More worrying would be Modi’s social policies and how he deals with the issue of minorities. In this the country will have to comprehend the change it has voted for. It will have exercised its franchise for replication of the Gujarat model in treatment of minorities.
The Gujarat model endeavours to make the minority vote totally irrelevant as it tries to socially engineer the caste Hindus as a distinct Hindu voting bloc
Gujarat is perhaps the first state that is part of the Hindu Rashtra. Till some years ago, there were villages that welcomed visitors by declaiming they had been purged of Muslims. Ahmedabad’s Muslim ghetto, Juhapura, has been described by political scientist Christophe Jaffrelot as the first “Muslim city” in India. Most of the 4.5 lakh rich or poor Muslims live in it without having access to public transport or even piped water. One side of this area, staring at Hindu colonies, is fenced, which is called ‘border’. Worse, in democratic India, these people have lost their power and influence as, after delimitation, this habitation has been carved into two parts. In short, they cannot even vote together to get a candidate of their choice elected. In Gujarat, after the Congress’s Ahmed Patel there has been no Muslim MP.

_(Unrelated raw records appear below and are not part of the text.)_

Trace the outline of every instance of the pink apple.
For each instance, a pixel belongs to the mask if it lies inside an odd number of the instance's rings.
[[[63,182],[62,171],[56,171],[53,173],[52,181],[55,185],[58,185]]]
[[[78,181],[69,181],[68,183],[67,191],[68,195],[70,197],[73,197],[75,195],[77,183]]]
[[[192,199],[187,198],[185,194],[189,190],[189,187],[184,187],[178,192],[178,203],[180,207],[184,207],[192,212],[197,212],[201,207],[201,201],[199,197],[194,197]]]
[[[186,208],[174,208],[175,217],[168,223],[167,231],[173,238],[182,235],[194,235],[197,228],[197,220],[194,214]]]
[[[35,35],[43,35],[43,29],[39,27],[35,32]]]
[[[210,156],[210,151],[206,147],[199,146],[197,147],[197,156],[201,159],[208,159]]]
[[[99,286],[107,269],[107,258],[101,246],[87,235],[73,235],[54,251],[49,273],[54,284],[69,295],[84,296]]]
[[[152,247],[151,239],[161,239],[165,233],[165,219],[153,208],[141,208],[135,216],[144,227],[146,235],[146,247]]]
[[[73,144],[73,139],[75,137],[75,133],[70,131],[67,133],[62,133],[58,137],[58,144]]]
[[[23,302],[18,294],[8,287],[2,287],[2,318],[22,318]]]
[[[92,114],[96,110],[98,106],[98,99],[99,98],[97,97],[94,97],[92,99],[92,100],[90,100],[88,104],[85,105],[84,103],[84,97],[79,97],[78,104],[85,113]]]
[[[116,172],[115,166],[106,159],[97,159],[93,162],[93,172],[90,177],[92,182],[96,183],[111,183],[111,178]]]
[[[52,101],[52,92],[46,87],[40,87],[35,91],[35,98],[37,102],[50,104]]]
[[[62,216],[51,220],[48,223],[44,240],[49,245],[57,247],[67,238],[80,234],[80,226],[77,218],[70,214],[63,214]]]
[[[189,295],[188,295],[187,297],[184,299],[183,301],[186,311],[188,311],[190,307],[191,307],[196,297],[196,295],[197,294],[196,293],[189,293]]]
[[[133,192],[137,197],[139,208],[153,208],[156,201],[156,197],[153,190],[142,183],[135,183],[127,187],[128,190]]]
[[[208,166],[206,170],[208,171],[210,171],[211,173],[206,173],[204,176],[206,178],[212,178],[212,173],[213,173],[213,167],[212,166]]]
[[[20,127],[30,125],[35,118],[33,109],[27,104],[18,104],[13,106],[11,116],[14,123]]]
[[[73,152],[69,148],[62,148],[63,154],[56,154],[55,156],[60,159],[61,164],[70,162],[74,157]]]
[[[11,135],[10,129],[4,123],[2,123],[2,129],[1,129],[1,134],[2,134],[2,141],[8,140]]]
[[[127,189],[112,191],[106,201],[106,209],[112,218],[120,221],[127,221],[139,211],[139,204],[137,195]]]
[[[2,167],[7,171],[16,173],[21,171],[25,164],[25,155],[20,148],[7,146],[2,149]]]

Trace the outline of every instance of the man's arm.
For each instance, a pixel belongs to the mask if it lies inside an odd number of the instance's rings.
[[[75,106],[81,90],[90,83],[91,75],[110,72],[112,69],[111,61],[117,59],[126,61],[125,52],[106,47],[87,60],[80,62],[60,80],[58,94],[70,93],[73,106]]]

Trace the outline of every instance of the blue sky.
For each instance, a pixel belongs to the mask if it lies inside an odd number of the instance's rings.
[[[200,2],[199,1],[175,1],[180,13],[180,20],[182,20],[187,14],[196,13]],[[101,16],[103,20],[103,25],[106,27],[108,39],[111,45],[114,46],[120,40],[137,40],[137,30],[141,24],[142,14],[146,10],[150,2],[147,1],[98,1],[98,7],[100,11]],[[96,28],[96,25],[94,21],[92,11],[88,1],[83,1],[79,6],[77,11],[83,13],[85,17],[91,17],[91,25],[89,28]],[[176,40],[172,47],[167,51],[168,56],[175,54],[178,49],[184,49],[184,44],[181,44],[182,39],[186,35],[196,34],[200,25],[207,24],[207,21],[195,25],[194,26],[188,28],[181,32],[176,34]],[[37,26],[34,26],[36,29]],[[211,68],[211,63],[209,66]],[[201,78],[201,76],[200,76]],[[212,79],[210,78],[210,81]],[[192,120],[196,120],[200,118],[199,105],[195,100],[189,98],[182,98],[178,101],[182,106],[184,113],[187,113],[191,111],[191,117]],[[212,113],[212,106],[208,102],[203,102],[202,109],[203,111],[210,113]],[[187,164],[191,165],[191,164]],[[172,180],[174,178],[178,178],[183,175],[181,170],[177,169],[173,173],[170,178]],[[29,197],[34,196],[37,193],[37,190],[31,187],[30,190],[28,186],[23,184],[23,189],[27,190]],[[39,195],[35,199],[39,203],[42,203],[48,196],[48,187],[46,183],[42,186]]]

The Gujarat model endeavours to make the minority vote or the “secular vote” totally irrelevant as it tries to socially engineer the caste Hindus as a distinct Hindu voting bloc. In the 2014 election, the BJP strategists hoped to upset the tactical voting by Muslims by getting more Hindus out. They were helped by the relentless campaign by the Election Commission, beseeching people to step out and vote.
The vote that was a guarantor of Muslim protection and preserved Constitution-based secularism as it helped the existing political orthodoxies to power, may become a slow casualty.
These changes could in certain ways shake the secular foundations of a country where minorities have been accommodated and given dignity by the Constitution. If this critical balance is rudely shaken, there will be riots, instability and the kind of violence that is not shown on TV. The proximity of Afghanistan and mercenaries and jihadis stalking the ungoverned spaces could bomb out the best-laid plans for providing quality governance. After all, India is not Gujarat and we live in a very hostile neighbourhood where no one loves anyone.
Being an outsider in Delhi, Modi may either get overwhelmed by the power and influence the city wields over the national discourse or he may try to consciously diminish its influence. His early speeches, in which he derided Delhi’s secular intelligentsia, could be a sign of his irritation at them. At the same time, the rapidity with which the intelligentsia and the media are adjusting themselves to the new reality is noticeable.
Last, Modi may decentralize more financial powers to the states and give them greater freedom to attract FDI and clear their own projects, as happens in China.
India will be a very different place if the BJP forms the government on its own. What voters will come to know later is whether it is really the government they wanted.